Harga Bawang Merah Naik 2 Kali Lipat Akibat Pasokan dari Luar Daerah Berkurang
MERANGKAK NAIK: Pedang mengeluhkan naiknya harga bawang. Berharap distribusi kembali normal agar harga dapat terkendali.--
JAMBI, JAMBIEKSPRES.CO – Harga bawang merah di Pasar Tradisional Talang Banjar, Kota Jambi, melonjak tajam dalam sepekan terakhir. Untuk kualitas super, harganya kini menyentuh Rp60 ribu per kilogram, atau dua kali lipat dari harga sebelumnya yang berkisar Rp30 ribu per kilogram.
Kenaikan harga ini disebabkan oleh terbatasnya pasokan bawang merah dari sentra produksi. Kondisi tersebut membuat pedagang kesulitan mendapatkan stok dalam jumlah banyak, sementara permintaan tetap tinggi.

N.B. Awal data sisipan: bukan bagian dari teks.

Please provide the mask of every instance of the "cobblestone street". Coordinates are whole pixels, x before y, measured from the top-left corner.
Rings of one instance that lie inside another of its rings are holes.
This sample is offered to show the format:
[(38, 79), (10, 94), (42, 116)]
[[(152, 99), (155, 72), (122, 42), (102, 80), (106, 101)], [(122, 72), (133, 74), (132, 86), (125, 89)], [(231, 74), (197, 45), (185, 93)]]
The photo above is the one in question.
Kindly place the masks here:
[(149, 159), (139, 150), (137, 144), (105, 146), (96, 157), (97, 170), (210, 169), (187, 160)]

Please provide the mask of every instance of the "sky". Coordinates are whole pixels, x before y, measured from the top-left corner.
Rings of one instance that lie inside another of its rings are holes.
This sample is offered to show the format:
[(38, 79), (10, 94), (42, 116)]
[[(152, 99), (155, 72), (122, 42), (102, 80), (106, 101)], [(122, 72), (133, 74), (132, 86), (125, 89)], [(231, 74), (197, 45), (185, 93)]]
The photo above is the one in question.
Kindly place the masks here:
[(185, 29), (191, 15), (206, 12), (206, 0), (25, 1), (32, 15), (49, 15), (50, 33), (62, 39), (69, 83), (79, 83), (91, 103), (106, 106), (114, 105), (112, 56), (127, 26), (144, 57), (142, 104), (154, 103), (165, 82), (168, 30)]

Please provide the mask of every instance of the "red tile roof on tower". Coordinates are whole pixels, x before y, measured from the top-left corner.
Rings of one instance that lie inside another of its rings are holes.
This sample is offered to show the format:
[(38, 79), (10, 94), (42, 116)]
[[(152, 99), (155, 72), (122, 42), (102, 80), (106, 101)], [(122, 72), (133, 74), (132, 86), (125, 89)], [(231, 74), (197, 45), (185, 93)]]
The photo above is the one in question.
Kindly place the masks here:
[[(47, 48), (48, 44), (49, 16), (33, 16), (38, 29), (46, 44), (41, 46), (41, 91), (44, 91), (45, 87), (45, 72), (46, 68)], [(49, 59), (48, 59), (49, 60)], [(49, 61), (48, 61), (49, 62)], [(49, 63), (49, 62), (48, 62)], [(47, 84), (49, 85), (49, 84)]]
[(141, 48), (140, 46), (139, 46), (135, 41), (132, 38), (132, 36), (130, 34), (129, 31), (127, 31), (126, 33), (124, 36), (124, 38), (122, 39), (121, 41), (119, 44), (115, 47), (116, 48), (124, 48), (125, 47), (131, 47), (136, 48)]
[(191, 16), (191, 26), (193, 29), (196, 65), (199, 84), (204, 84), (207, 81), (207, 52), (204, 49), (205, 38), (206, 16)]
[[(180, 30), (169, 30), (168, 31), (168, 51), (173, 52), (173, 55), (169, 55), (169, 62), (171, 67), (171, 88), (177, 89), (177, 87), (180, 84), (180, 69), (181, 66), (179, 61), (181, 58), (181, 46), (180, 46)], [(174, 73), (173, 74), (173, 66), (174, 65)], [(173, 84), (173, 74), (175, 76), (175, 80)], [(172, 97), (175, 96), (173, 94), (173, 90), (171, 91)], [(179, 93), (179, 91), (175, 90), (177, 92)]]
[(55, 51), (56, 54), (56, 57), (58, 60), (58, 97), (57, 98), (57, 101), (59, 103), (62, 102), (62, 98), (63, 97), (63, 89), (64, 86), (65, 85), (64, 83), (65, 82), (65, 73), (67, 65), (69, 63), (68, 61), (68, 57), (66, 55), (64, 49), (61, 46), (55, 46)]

“Pasokan dari luar daerah berkurang, jadi barang sedikit dan harganya langsung naik,” ujar Linda, pedagang bawang merah, Selasa (29/7/2025).
Lonjakan harga ini juga berdampak pada konsumen. Banyak pembeli mengurangi jumlah belanja mereka karena tidak sanggup membeli dalam jumlah banyak.
BACA JUGA:DKPP Periksa Bawaslu Tulang Bawang Barat atas Dugaan Pelanggaran Etik Terkait Politik Uang
BACA JUGA:TNI AL Gagalkan Penyelundupan 11,1 Ton Bawang Bombay Ilegal di Ketapang
“Biasanya pelanggan beli setengah kilo, sekarang cuma seperempat. Jadi kami juga susah jualannya,” keluh Novita, pedagang lainnya.
Sementara itu, harga komoditas lain masih terpantau stabil. Bawang putih dijual dengan harga Rp30 ribu per kilogram, dan cabai merah berada di kisaran Rp25 ribu per kilogram.
Pedagang berharap distribusi bawang merah kembali normal agar harga dapat terkendali dan daya beli masyarakat tidak terus tergerus. (*)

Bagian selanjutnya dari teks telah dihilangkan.